Due programmi per il re del gossip.

Mediaset punta su Signorini

Potrebbe essere il gossip il futuro prossimo della televisione, al posto dei barbosi talk show pseudo politici dove governanti e governati si confrontano in pallosi dibattiti sul sesso degli angeli e, dunque, sul nulla.
Magari un gossip rivesto e corretto, capace di essere in sintonia con i tempi che corrono. Un chiacchiericcio legato più agli sprechi della Casta, come ha insegnato questa estate segnata dalla storia della scorta del presidente della Camera Gianfranco Fini e dei presunti sprechi, invece degli amorazzi da spiaggia.
GOSSIP RIVISTO E CORRETTO. Insomma, un gossip tarato sul modello di Alfonso Signorini, direttore del settimanale Chi e incursore dei programmi mondani di Mediaset dove fa il domatore del finto chiacchiericcio snob, ma che in realtà racconta i vizi, molti, e le virtù, poche, dei vip di tutte le categorie.
E proprio perché il brand Signorini “tira”, i vertici di Mediaset – a corto di programmi parlati da piazzare in seconda serata – stanno seriamente pensando di affidare a lui, il signore dei salotti mondani ma non troppo, due programmi, visto che l’Alfonso non sarà più l’ospite fisso di Verissimo, contenitore pomeridiano di Canale 5 condotto da Silvia Toffanin. Tra i due, sussurrano i bene informati nei corridoi di Cologno Monzese, i rapporti si sono fatti tesi. Da un po’.
IL SUCCESSO DI KALISPERA. Signorini, al di là dei meriti conquistati sul campo con la direzione dei giornali mondadoriani, ha dalla sua il successo ottenuto con Kalispera, un programma realizzato sì con poche idee, ma capace di catturare l’attenzione del pubblico.
Ecco, una versione rivista e corretta di quella produzione potrebbe essere l’idea giusta per riempire, se non tutto, almeno una parte dello spazio lasciato libero da Matrix.
A Mediaset, starebbero accarezzando l’idea di affidare a Signorini uno spazio radical chic da piazzare in coda al contenitore di approfondimento che verrà.

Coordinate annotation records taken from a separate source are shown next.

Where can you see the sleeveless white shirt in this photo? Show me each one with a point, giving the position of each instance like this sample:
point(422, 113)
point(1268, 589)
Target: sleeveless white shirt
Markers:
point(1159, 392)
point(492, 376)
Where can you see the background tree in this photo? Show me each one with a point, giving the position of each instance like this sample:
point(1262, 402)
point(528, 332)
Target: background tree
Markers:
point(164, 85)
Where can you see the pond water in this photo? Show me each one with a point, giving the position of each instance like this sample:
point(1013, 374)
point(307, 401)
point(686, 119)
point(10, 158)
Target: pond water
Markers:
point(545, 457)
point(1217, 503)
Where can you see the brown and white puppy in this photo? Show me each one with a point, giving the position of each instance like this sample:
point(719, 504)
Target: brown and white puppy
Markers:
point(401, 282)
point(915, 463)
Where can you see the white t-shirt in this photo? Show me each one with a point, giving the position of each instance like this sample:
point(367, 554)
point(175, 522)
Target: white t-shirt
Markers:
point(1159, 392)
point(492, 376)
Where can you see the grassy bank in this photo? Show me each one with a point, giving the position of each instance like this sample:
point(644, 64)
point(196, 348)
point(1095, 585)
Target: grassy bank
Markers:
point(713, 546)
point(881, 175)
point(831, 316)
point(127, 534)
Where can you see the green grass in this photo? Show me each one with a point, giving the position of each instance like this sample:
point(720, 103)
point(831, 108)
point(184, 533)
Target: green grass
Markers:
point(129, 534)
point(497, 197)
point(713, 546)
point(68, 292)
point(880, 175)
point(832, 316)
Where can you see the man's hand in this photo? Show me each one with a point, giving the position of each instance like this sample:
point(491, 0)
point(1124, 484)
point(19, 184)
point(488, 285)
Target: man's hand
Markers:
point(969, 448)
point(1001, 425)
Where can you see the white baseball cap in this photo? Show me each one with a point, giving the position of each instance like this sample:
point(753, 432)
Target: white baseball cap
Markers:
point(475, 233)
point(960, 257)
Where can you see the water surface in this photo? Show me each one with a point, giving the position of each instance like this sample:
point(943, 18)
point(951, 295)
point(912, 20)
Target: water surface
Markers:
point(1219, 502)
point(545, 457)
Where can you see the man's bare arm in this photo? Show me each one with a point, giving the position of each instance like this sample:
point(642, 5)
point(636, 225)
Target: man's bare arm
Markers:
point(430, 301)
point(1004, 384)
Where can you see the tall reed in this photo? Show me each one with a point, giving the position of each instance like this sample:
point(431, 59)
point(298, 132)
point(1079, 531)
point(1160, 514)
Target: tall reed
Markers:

Uno spazio libero in cui Signorini possa dare libero sfogo al suo estro

I numeri, ma soprattutto le indicazioni del pubblico dei telespettatori, hanno dimostrato quanto sia alto l’interesse dell’italiano medio nei confronti degli sprechi della Casta e dei loro vizi. E Signorini è uno in grado di raccontare tutto ciò.
Tutto da inventare, invece, il secondo programma che Mediaset vorrebbe affidare ancora al giornalista di famiglia. Le idee che circolano vanno da una riproposizione di Kalispera a una sorta di spazio libero dentro al quale Signorini potrebbe dare libero sfogo al suo estro.
USATO SICURO. Insomma, considerato lo stato di sofferenza dei palinsesti targati Mediaset e la necessità di ridurre drasticamente i costi, il ricorso all’usato sicuro appare lo schema migliore, oltre che garantito.
Non solo. In questo modo, i manager di Cologno Monzese otterrebbero anche un duplice risultato sul piano politico aziendale. Da una parte, con l’uscita di Signorini da Verissimo, si tranquillizza Pier Silvio Berlusconi e la Toffanin, che deve aver strillato, e non poco, con l’erede di Silvio per l’ingombrante presenza del giornalista nel suo show.
Dall’altra viene messo a frutto un capitale interno, una risorsa aziendale non sfruttata al meglio, almeno dal punto di vista televisivo. Del resto, il clamoroso flop estivo di Salvo Sottile e del suo programma Quinta Colonna e lo spostamento alla domenica di Alessio Vinci, che lascia Matrix, fanno capire quanto sia difficile il momento per Mediaset.
Che avrebbe bisogno di un altro Enrico Mentana per uscire dalla palude in cui è finita. Ma, al momento, di nuovi ‘Chicco mitraglia’ all’orizzonte non se ne vedono. E nemmeno Augusto Minzolini, ex direttore del Tg1 più volte dato in arrivo a Mediaset, sarebbe in grado di colmare questa lacuna. E allora il gossip politico, in salsa Signorini, potrebbe essere una soluzione.